While the City Council got an earful today on the term limits issue, NY1 conducted a wide-ranging poll on the topic and it indicates that New Yorkers definitely want a say. NY1’s Elizabeth Kaledin filed the following report.
When it comes to extending term limits, an exclusive NY1 News poll released Thursday found that three-quarters of polled New Yorkers want to decide on the issue in a referendum.
“The absolute headline in this poll is that three-quarters of the voters say let us be the ones to decide,” said pollster Mickey Blum of Baruch College.
The poll asked, “Who do you think should decide whether term limits should be changed?” A vast majority - 75 percent - said the voters should decide in a referendum. Only 10 percent said the city council should decide and 14 percent said it doesn't make a difference.
“I think that again, if we have a really good mayor in office, and he’s doing really wonderful things for the city, that if he can win again, more power to him,” said a voter.
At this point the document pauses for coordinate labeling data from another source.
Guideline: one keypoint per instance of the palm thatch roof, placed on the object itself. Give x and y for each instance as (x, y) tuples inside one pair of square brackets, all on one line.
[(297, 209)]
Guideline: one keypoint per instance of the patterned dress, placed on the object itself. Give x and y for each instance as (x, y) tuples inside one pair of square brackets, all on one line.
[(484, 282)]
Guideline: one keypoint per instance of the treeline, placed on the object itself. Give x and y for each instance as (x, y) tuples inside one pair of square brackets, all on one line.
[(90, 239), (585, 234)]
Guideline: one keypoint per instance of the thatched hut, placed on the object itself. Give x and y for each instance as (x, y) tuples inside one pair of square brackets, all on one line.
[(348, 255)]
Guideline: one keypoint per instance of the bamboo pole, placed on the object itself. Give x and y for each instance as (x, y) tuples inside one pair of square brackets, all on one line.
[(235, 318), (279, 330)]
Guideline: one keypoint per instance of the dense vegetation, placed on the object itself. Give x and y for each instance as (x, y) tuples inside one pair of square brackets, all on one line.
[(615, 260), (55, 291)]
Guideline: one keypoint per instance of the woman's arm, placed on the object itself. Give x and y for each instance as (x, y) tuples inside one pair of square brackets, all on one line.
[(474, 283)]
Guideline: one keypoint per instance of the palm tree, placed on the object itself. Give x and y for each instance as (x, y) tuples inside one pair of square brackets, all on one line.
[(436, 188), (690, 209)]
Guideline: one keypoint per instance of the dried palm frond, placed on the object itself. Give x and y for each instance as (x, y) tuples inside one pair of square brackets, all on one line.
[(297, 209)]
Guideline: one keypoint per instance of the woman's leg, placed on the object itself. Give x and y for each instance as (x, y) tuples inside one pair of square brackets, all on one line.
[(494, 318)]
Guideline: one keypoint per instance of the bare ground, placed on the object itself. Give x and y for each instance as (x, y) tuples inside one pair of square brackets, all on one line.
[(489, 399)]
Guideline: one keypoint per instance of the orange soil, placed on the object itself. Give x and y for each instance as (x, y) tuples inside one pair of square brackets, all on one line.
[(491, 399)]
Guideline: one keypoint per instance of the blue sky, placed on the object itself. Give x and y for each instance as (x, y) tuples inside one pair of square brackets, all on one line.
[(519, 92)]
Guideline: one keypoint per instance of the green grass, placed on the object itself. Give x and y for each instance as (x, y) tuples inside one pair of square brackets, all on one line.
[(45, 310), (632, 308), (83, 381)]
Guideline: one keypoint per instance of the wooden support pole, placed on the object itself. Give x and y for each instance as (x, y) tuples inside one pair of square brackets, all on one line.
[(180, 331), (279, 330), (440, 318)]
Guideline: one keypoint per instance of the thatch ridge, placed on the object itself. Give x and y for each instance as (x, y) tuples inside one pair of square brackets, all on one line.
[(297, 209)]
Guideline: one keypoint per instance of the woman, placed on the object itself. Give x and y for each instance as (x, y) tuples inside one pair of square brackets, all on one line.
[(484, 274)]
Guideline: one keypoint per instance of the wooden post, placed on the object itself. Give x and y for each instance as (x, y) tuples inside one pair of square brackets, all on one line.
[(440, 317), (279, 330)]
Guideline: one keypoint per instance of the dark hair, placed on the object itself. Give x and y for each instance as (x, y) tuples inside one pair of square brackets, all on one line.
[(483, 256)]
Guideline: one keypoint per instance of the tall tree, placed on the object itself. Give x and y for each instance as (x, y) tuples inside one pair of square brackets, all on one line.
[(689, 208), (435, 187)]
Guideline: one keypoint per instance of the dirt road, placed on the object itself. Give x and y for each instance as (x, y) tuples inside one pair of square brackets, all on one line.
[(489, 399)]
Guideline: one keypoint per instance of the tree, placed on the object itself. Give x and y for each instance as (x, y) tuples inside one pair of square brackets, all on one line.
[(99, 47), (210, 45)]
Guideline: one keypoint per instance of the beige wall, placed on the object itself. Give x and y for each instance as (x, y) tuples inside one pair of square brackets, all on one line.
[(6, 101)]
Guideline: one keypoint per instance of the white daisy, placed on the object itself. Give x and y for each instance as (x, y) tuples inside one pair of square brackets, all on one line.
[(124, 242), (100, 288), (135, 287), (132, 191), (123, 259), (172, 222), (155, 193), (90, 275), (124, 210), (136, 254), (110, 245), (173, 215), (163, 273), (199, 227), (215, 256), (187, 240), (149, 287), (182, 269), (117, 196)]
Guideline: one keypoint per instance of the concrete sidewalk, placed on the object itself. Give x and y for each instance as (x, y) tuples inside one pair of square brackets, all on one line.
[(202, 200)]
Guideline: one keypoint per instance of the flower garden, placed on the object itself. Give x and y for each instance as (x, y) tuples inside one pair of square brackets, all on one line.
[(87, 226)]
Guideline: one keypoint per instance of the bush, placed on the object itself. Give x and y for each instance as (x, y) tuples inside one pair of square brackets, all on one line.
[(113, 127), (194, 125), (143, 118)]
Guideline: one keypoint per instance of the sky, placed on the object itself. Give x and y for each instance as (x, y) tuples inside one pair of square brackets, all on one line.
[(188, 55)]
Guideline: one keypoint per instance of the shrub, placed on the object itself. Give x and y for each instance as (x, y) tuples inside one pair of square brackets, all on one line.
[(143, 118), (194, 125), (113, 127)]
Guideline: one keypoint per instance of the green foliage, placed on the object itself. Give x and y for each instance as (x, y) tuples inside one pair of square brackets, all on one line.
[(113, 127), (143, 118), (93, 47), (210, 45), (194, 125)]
New Yorkers have approved the idea of term limits in two separate elections, and they continue to think it is good policy by a margin of 2-to-1.
When the poll asked, “In general, do you favor or oppose setting limits on the number of years city elected officials can hold office,” 62 percent were in favor while 33 percent said they opposed the idea.
However, when it came to the specifics of Mayor Michael Bloomberg's plan, the numbers reveal that New Yorkers are much more conflicted.
Fifty percent say they oppose his plan, while 44 percent say they are in favor of the mayor's quest to allow elected officials to run for a third consecutive term. Given the margin of error of four percentage points, it’s a statistically insignificant difference:
“We found the city is divided on the issue of the mayor's specific bill to extend to three terms instead of two terms, people are quite divided on this,” said Blum.
Despite Mayor Bloomberg's popularity and the city's current economic woes, New Yorkers surveyed did not believe extending term limits should be a special privilege just for him:
The poll asked, “Would you want to extend term limits only for the mayor and not for the City Council?” While 39 percent said only the Mayor should benefit, 55 percent said extended terms should be available for more than just the mayor.
“People believe in a democratic process and this would seem to them to not be appropriate, to extend term limits one time for one office for one person,” said Blum. “That would not be the way they want to see it done… even though they love the mayor...and they do love the mayor.”
Friday's poll will concern the mayor's approval rating and whether his bid for a third term is hurting his image.
1. Generally speaking, do you favor or oppose setting limits on the number of years city elected officials can hold office?
2. Mayor Michael Bloomberg has proposed extending term limits so that he and other city officials, including the City Council, can run for a third consecutive four-year term. Do you favor or oppose this proposal?
3. Would you want to extend term limits to 3 terms if it were only for the mayor and not for the City Council?
|Yes, mayor only||39% |
|No, not mayor only||55%|
4. Who do you think should decide whether term limits should be changed?
|City Council||10% |
|Voters in a referendum||75%|
|Or does it make no difference to you?||14%|
626 NYC Registered Voters MoE= +/- 4 percentage points
Random telephone poll by Baruch Survey Research at the Baruch College School of Public Affairs
Term Limits– Overview: Memo by NY1 Pollster Mickey Blum
• Let the people decide. Three-quarters (75%) of New York voters say they should decide term limits on a referendum—not the council. One-quarter say council (10%) or not matter (14%).
• By nearly 2 to 1 margin (62%-33%) city voters favor term limits for city elected officials.
• However, voters are more divided on the mayor’s proposal to extend limits from 2-3 terms (50% oppose/44% favor).
• Majority oppose to having limits extended for the mayor only (55% not only for mayor/ 39% say okay if mayor only).
• There is overwhelming agreement that voters should decide the issue in a referendum, irrespective of demographics, borough, party or even opinion of the mayor or term limits in general.
• A smaller majority – but again a clear majority –approves of term limits in general. Again there is agreement across the demographic, geographic and opinion spectrum.
• On the specific bill proposed by the mayor, city voters are divided. Half oppose (50%) while almost as many favor the bill (44%). The bill is favored by white voters, Manhattanites, and those of higher socioeconomic status. Black voters are most opposed to the bill.
• Voters who approve of the mayor approve of the bill (55%) , while those who disapprove are most opposed (86% of those who disapprove of the Mayor oppose the bill).
• A majority of voters would not want the limits extended only for the mayor. Of those who approve of the mayor’s proposal only a third (34%) would favor extending limits exclusively for the mayor.